Source: Star Tribune (Minneapolis, MN)
Date: March 31, 1998
Author: David Peterson

Copyright 1998 Star Tribune

Downtown Minneapolis began to feel a bit more international on Monday as Canadians with maple-leaf flags and Germans with noisemakers began to fill the streets and the seats of Target Center for the 1998 World Figure Skating Championships.

"Are there any Canadians here?" Canadian skater Kurt Browning shouted to more than 1,000 people who had filled a giant tent outside Target Center to watch him skate an exhibition on a portable rink.

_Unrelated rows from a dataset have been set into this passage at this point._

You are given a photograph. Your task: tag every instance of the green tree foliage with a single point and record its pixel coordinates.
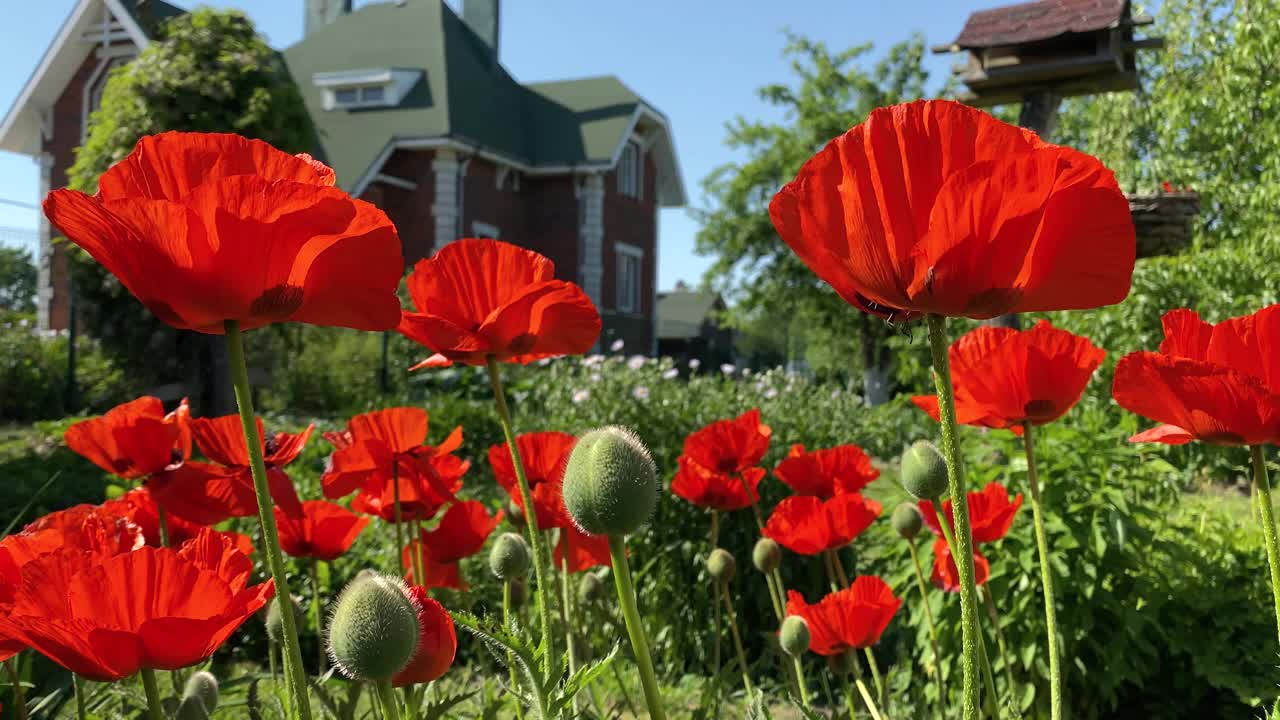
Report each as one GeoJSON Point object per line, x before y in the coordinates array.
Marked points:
{"type": "Point", "coordinates": [17, 281]}
{"type": "Point", "coordinates": [206, 71]}
{"type": "Point", "coordinates": [832, 91]}
{"type": "Point", "coordinates": [1207, 115]}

There was a huge shout in response, and Browning deadpanned:

"We're supposed to be timid people, us Canadians, but at the worlds we get loud and obnoxious."

At the end of his routine, he could not pass by a little girl in a Canadian beret who stood beside the rink, beseeching him to autograph a program. Madison Stewart, 5, had spent nine hours on the road from Winnipeg.

Across the street in the Target Center, the crowd watching qualifying rounds for the competition exploded in gratitude to Michelle Kwan, the Olympic silver medalist who stuck with her commitment to come to the world championships.

Kwan's entry onto the ice to warm up was greeted with loud appreciation, as was every jump she made. The announcement of her name drew a thundercrack from the crowd, and her program ended with a standing ovation.

Monday's headline event was the opening of the portable ice rink, which, fittingly enough in the El Nin o winter of 1998, was set up by a guy whose specialty is making ice rinks that can stand up to the desert heat of Las Vegas and to a 120-degree day on the beach at Santa Cruz.

The iceman who created it arrived last week and already is gone. His name is Brian Klavano; he is production manager for Willy Bietak Productions.

To make an outdoor ice rink takes about 100 aluminum tanks, each containing a brine solution that supercools the aluminum so that the water above it will freeze as it is poured on. Workers pour a layer of ice about three-fourths inch thick, then apply the logos of the sponsors, and then add another 1 inches of water that slowly turns to ice.

Then the fun really begins, Klavano said: trying to keep the ice from getting too hard or too slushy as temperatures change.

Does Klavano cringe when skaters rip up his precious sheet of ice?

"Not at all. That's what it's there for," he said. "In fact, we try to soften it a bit so they can."